In 2000, 7a*11d sponsored a residency project with Rachel in Toronto. Because this was an expensive event, FADO was brought on as a co-producer. Originally scheduled for 1999 as the festival’s first “off-year” project after we switched to a biennial format, the residency had to be rescheduled after Rachel developed pneumonia. This was a major project for both 7a*11d and FADO, and Rachel brought with her an entourage of technical crew to manage her show and document her work. During her visit, she conducted master classes for local artists and presented a two-day run of a major new work, UR-BOOR. In fact, Toronto was the last leg of the production’s tour and the site of her final performance on a public stage. Although she continued to teach and to direct her company, the event marked her retirement from solo performance.

This is one of two production footnotes to Rachel’s career that I played a part in. I was also the only person ever to produce her 3-day, 35-hour DbD Workshop outside of Los Angeles. Considered one of her signature activities, DbD (also the name of her performance studio, Espace DbD: the name originated from a beloved cat, Dibidi, but also came to stand for “doing by doing,” which she felt was an apt description of her method) was widely hailed as a powerful transformative event for artists and non-artists alike. Beginning on a Friday evening with a 6-hour opening session, and continuing through two 14-and-a-half hour sessions on Saturday and Sunday, the workshop was designed as a personal and collective journey through guided meditations, exercises and improvisations. Carefully structured yet always infused with the unique energy of the assembled group, the experience was accurately described by Linda Burnham as a “mind/body spa.”[1] One did not have to be an artist to participate, but the secret of the DbD workshop’s transformative success was its crafting of a collective art-making process.

Like her performances, which were often infused with a kind of shimmering luminosity, Rachel’s workshops and classes felt like a natural breeding ground for the kind of heart-stopping and time-stopping moments that become etched into one’s memory as definitional, legendary. Rachel had her own phrase for these moments, especially when, during a “blow-it-out-your-ass” improv (her name for the madcap group sessions that she often used to end a class), serendipity would bring together an unlikely, unpredictable but astonishingly affective confluence of actions and images: “The djinn are with us,” she would say. Hers was a kind of magic that few can conjure, let alone teach, If she was not a djinni herself, surely Rachel spent a great deal of her time in their company.[2]

—Paul COUILLARD

[1] Linda Burnham, “The DBD Experience. Rachel Rosenthal’s Mind/Body Spa: A Bath for the Soul,” High Performance 7:2 (1984): 52-53.

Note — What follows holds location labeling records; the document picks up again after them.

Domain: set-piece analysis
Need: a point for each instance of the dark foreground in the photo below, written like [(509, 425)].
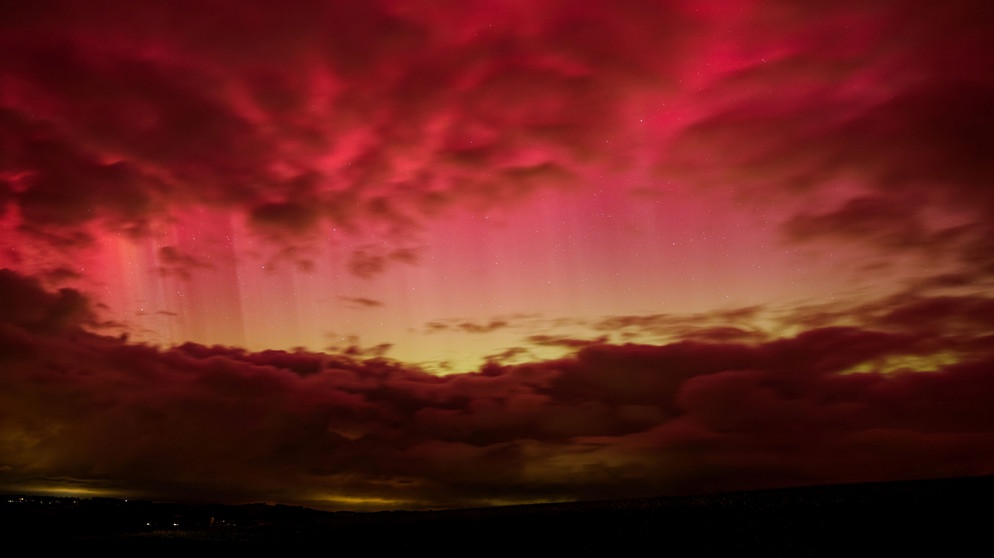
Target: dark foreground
[(951, 516)]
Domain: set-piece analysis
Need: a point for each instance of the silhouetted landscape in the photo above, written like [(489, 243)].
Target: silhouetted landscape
[(950, 516)]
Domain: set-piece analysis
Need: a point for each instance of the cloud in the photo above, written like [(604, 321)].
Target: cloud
[(610, 421), (174, 262), (366, 118), (871, 139), (362, 302)]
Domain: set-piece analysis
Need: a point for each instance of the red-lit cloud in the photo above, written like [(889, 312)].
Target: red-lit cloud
[(694, 247), (615, 420)]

[2] The details of this text are based on my own recollections of and conversations with Rachel, but there are many books, articles, interviews and recordings documenting her life and work. For those interested in getting a sense of her voice, I particularly recommend a remarkable oral history interview with Rachel by Moira Roth, recorded in September of 1989 and available in both audio and text transcript formats in the Archives of American Art: aaa.si.edu/collections/interviews/oral-history-interview-rachel-rosenthal-13200

Rachel Rosenthal PHOTO Annie Leibovitz
Rachel Rosenthal PHOTO Annie Leibovitz

Born in Paris, Rachel Rosenthal’s talents spanned a gamut of disciplines (performer, director, visual artist, writer, teacher). First recognized as an underground personality for her experimental Instant Theatre company, then becoming an important figure in the Los Angeles women’s art movement of the 1970s, she eventually gained international fame as a performance artist and as the Artistic Director of the Rachel Rosenthal Company. Her pioneering work integrated a total theatrical experience with committed, urgent messages, creating an unforgettable live art experience. An N.E.A. and J. Paul Getty Foundation Fellow, the recipient of numerous awards including an Obie, and declared a Living Cultural Treasure by the City of Los Angeles, Rosenthal was also a powerful environmental and animal rights activist. Rachel Rosenthal was featured in a special artist residency cosponsored by 7a*11d and FADO in 2000.